3、本发明的另一目的是上述单克隆抗体在多房棘球蚴病诊断和检测上的可能应用。

其技术方案如下：

一种抗多房棘球绦虫原头蚴抗原单克隆抗体的制备方法，包括以下步骤：

步骤1、建立细胞株

(1)抗原制备

材料：泡球蚴感染的昆明鼠，培养皿、手术器械、研钵灭菌备用、医用纱布、50ml离心管、5ml离心管、1.5ml离心管、0.9％氯化钠注射液，细胞超声波粉碎仪(宁波新芝jy92-ii)。

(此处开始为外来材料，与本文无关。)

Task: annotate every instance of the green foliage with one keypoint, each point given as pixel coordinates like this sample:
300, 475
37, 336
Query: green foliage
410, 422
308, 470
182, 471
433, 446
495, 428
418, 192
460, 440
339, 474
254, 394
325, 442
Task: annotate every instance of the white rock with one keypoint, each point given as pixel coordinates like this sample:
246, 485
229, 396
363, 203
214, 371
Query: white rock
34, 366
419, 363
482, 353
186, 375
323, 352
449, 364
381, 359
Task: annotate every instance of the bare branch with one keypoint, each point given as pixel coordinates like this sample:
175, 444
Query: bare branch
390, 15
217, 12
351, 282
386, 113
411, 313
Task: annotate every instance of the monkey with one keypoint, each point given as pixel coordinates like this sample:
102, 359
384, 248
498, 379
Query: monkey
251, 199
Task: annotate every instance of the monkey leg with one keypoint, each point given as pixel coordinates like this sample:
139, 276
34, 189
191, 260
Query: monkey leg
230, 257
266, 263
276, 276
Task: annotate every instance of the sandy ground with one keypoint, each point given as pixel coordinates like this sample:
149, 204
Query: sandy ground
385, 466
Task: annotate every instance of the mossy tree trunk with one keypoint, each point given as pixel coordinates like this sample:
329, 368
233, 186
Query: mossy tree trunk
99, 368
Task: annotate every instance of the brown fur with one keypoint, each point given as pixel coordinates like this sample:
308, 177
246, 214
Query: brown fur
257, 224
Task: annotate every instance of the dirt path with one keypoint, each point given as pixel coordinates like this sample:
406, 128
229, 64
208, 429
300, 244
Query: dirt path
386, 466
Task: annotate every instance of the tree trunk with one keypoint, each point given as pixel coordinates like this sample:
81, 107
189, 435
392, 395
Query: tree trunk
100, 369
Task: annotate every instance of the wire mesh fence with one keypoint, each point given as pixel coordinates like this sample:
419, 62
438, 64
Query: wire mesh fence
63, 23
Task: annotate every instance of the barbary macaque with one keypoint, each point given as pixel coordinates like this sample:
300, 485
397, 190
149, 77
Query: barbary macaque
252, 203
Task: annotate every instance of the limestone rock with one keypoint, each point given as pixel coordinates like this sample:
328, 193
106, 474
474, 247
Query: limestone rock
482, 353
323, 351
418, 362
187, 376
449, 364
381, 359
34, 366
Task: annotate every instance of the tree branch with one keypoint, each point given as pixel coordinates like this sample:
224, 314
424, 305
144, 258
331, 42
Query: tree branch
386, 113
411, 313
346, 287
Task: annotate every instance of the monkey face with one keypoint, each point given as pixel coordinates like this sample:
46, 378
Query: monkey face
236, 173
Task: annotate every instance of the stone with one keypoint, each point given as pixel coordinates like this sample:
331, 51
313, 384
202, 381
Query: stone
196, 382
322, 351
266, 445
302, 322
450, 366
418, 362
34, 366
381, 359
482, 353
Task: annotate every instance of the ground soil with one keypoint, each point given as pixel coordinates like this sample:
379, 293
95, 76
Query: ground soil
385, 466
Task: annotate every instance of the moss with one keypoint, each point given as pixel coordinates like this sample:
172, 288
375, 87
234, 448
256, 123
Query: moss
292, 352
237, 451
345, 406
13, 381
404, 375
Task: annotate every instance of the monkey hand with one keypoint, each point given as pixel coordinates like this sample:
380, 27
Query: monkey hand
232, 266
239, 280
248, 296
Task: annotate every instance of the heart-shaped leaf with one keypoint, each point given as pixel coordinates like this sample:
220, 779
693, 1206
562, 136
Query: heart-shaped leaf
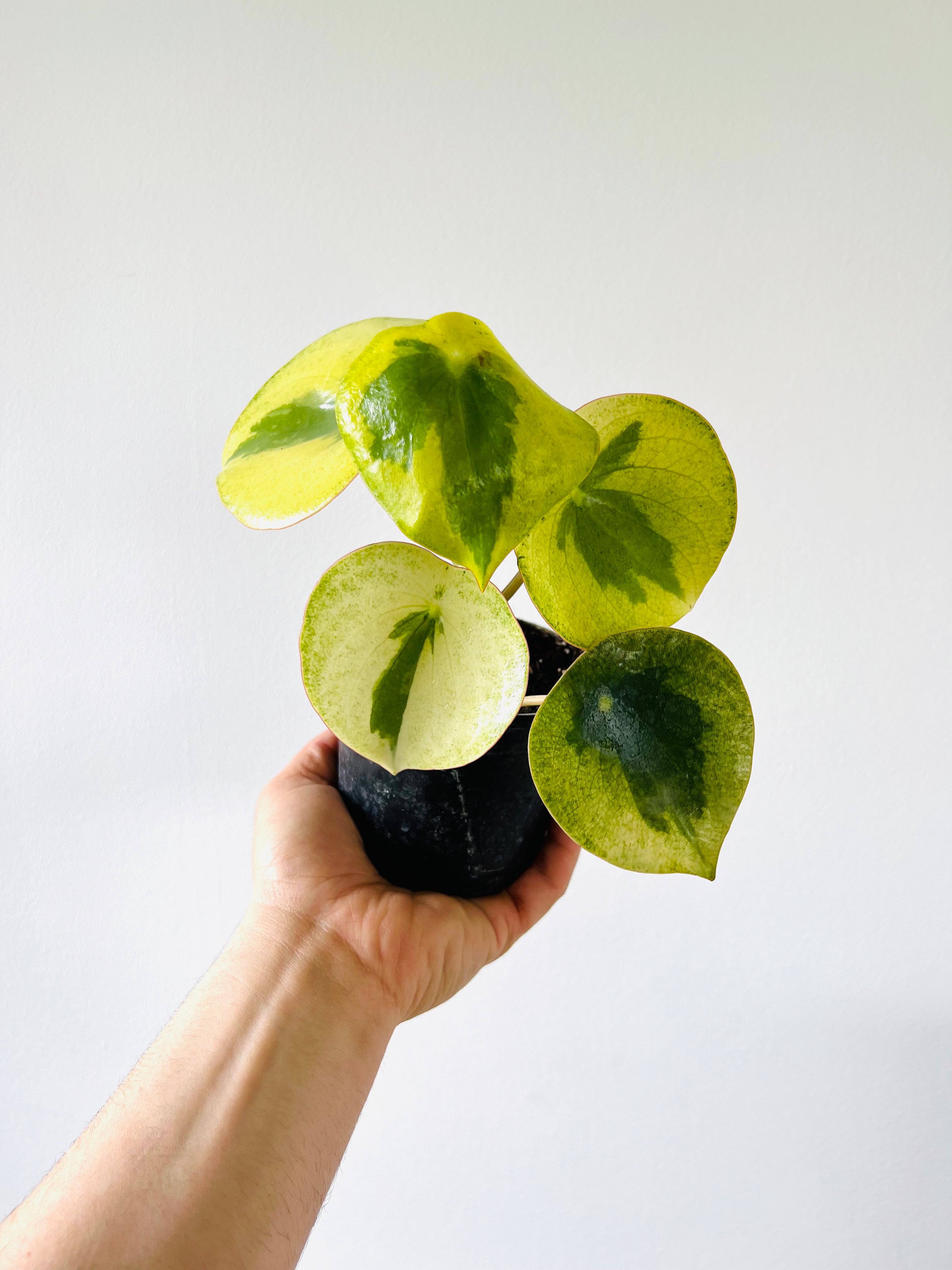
637, 543
643, 751
456, 443
285, 459
409, 662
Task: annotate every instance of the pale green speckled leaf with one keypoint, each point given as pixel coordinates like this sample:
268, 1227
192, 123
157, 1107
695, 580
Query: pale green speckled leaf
643, 751
456, 443
408, 662
285, 459
637, 543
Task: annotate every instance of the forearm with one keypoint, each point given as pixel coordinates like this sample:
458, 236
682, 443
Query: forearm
221, 1145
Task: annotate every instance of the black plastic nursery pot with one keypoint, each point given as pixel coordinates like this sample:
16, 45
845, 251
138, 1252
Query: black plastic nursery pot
465, 831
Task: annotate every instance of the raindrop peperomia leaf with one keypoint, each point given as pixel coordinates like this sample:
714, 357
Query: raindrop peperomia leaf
285, 459
643, 751
408, 662
637, 543
456, 441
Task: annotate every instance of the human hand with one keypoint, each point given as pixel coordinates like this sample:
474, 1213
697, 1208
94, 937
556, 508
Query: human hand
421, 948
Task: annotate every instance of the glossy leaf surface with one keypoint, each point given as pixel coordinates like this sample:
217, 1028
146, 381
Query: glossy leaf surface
637, 543
285, 458
643, 751
456, 441
409, 662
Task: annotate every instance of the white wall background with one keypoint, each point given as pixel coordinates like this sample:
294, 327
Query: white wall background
744, 205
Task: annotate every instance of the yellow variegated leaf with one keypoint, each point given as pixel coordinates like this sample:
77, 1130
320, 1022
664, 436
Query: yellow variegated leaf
285, 459
637, 543
408, 662
456, 441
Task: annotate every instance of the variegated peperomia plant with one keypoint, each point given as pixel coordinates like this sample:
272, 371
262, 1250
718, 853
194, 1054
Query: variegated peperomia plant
619, 515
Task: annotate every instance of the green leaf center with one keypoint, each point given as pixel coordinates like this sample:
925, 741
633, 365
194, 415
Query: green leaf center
393, 689
657, 736
612, 534
473, 409
306, 420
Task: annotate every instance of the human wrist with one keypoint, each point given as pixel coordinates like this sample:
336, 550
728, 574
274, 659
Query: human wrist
315, 962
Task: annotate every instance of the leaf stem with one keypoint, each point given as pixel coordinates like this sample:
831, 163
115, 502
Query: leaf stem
512, 587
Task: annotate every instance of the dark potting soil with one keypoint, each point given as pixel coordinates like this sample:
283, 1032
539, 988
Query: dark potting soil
466, 831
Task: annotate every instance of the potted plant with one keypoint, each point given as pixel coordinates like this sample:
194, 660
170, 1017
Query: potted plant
462, 729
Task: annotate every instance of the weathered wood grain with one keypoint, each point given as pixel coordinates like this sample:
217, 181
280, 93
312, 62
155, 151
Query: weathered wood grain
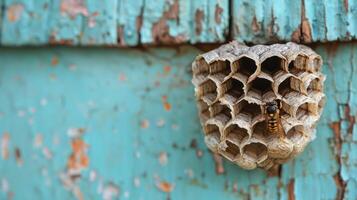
139, 118
300, 21
132, 23
113, 22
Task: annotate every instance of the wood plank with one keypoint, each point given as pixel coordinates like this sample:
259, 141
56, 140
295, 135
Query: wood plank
299, 21
139, 120
25, 22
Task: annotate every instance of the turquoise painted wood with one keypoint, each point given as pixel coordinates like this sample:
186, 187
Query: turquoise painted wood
113, 22
96, 123
169, 22
300, 21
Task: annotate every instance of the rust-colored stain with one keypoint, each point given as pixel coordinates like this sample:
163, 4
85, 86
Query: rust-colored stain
160, 30
303, 33
218, 163
167, 105
350, 118
78, 160
199, 15
341, 186
73, 8
120, 33
5, 140
306, 31
336, 128
163, 158
144, 124
122, 77
291, 190
255, 25
14, 12
218, 14
54, 61
167, 69
345, 3
165, 186
18, 156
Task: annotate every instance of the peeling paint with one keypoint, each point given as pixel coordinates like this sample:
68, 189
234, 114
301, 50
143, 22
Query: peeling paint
218, 163
198, 20
291, 192
73, 8
14, 12
218, 14
165, 186
18, 157
5, 145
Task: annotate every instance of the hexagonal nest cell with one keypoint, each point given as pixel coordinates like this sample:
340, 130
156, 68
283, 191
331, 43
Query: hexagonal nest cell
233, 86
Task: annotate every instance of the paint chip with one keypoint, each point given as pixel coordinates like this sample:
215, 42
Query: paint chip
54, 61
167, 69
43, 102
14, 12
165, 186
18, 157
75, 132
38, 140
189, 173
122, 77
5, 140
163, 158
5, 187
144, 124
47, 153
136, 182
110, 191
92, 176
167, 105
160, 122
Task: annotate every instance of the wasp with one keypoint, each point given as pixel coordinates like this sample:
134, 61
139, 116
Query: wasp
272, 118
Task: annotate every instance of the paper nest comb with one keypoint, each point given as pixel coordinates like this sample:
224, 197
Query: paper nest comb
232, 85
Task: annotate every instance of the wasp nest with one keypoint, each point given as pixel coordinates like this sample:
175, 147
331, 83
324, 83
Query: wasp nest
235, 83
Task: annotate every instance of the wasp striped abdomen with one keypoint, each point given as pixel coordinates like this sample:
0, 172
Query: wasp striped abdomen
272, 111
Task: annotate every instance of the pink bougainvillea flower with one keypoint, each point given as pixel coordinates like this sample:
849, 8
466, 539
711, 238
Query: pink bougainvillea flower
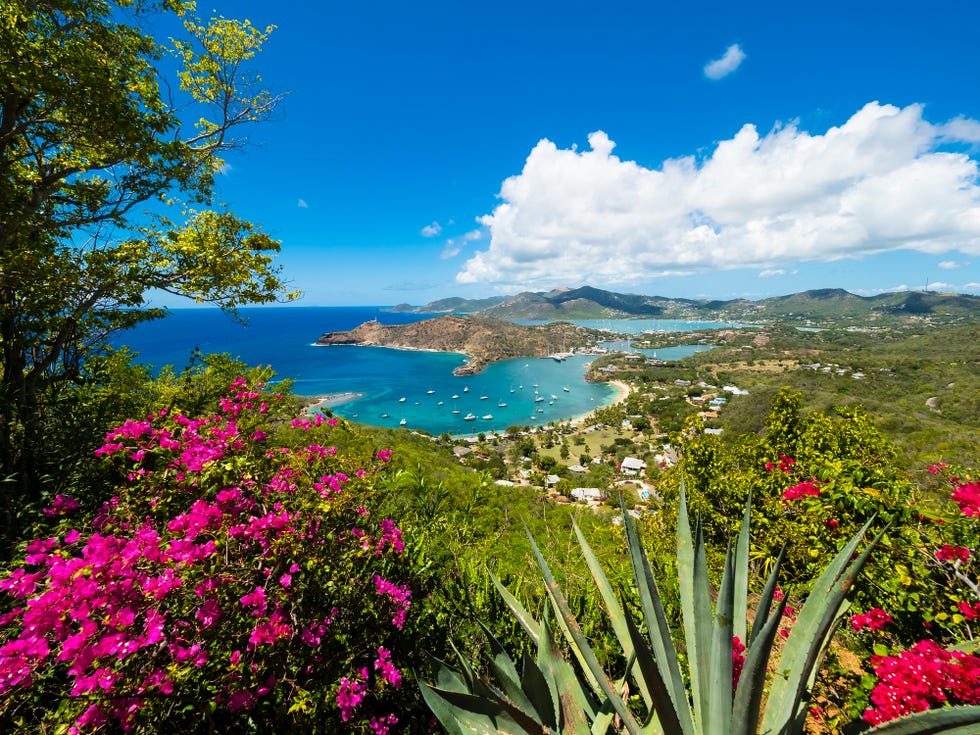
952, 553
807, 487
967, 496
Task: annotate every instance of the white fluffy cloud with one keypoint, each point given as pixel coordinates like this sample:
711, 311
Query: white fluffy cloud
727, 63
876, 183
431, 230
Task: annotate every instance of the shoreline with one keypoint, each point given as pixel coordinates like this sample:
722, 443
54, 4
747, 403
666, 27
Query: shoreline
622, 393
329, 400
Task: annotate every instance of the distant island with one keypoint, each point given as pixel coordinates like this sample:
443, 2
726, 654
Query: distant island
482, 340
820, 306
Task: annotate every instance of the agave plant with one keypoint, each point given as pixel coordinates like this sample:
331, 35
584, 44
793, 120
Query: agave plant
551, 694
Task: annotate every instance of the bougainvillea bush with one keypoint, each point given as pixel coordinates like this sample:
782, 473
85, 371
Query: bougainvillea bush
233, 582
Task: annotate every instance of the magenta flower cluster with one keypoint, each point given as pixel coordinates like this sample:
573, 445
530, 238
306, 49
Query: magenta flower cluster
207, 576
801, 489
925, 676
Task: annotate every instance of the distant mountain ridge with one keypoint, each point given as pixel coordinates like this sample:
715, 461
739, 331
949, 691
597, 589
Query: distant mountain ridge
587, 302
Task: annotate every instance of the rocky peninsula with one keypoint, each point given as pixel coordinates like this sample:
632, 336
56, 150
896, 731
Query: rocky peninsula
482, 340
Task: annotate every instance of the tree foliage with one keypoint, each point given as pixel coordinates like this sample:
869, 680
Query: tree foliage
107, 191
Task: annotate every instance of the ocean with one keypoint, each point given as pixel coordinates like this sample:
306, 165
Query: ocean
385, 386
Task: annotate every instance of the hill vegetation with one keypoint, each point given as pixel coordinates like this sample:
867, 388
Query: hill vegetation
197, 552
481, 339
820, 307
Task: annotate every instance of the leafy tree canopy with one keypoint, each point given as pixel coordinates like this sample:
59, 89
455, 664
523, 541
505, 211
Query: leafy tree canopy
107, 192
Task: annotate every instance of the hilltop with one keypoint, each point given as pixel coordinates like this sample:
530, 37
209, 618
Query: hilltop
483, 340
820, 307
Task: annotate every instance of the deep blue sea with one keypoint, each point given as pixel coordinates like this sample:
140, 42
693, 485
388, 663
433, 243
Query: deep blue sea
284, 338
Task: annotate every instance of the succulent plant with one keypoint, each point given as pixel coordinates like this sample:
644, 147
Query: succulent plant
551, 694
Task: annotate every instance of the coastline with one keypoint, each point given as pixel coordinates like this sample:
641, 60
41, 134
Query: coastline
329, 400
622, 393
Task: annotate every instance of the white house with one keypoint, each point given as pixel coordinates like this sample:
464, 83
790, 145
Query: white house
583, 494
632, 466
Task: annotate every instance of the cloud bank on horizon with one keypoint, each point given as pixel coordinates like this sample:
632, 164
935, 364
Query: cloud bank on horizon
887, 179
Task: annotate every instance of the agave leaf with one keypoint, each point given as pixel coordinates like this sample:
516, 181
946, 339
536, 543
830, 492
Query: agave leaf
602, 723
455, 720
447, 678
613, 608
806, 640
695, 591
476, 714
657, 628
539, 689
523, 616
580, 644
752, 682
468, 675
741, 603
576, 707
507, 675
718, 718
765, 602
663, 704
962, 720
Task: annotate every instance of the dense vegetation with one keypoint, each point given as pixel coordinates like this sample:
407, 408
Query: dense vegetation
195, 552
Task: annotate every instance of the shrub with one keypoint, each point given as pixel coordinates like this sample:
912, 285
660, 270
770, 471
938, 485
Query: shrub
232, 582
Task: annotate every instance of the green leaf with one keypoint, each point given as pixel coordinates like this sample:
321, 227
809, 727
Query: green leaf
719, 711
658, 629
963, 720
613, 608
810, 634
741, 601
580, 644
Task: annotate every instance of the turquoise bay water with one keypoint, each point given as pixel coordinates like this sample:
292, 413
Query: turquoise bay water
284, 338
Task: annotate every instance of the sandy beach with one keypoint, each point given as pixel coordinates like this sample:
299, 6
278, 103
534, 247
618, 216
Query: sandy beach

步骤：采用泡球蚴感染的昆明鼠颈部脱臼致死。75％乙醇浸泡15min体表消毒。按解剖层次开腹。剪取腹腔内生长良好的泡球蚴组织放入培养皿中加入0.9％氯化钠注射液6ml。用眼科剪小心去除泡球蚴表面的宿主组织和血管，将泡球蚴放入灭菌处理的研钵中。

用研钵杵破碎组织，经医用纱布过滤，去除囊壁和多余杂质。原头蚴过滤进50ml离心管中，加入0.9％氯化钠注射液25ml混匀，自然沉淀去除上清，反复5次，以洗去泡球蚴囊液、囊壁和杂质。取3ml原头蚴装入5ml离心管中，在冰浴条件下，放入超声波细胞破碎仪中600w，超声3s，间隔6s，共超声5min后可见清亮液体。将超声破碎后的悬混液分装进1.5ml离心管内，3500rpm/min，4℃离心10min，收集上清，即为提取的蛋白。用bca蛋白定量试剂盒(北京博迈德科技发展有限公司)测定所获上清蛋白浓度。

(2)免疫小鼠

材料：试验1所准备的原头蚴抗原、选择与所用骨髓瘤细胞同源的balb/c健康雌性小鼠(购自新疆实验动物中心)，鼠龄在6～8周。弗氏完全佐剂、弗氏不完全佐剂(sigma公司)。

步骤：初次免疫：原头蚴抗原加等体积弗氏完全佐剂，乳化到滴水不扩散即可，做小鼠背部皮下多点注射，注射体积200μl(100μg抗原)/只小鼠，两周后进行第二次免疫。

第二次免疫：取原头蚴抗原加等体积弗氏不完全佐剂，乳化到滴水不扩散即可，做小鼠背部皮下多点注射，注射体积200μl(50μg抗原)/只小鼠，两周后进行第三次免疫。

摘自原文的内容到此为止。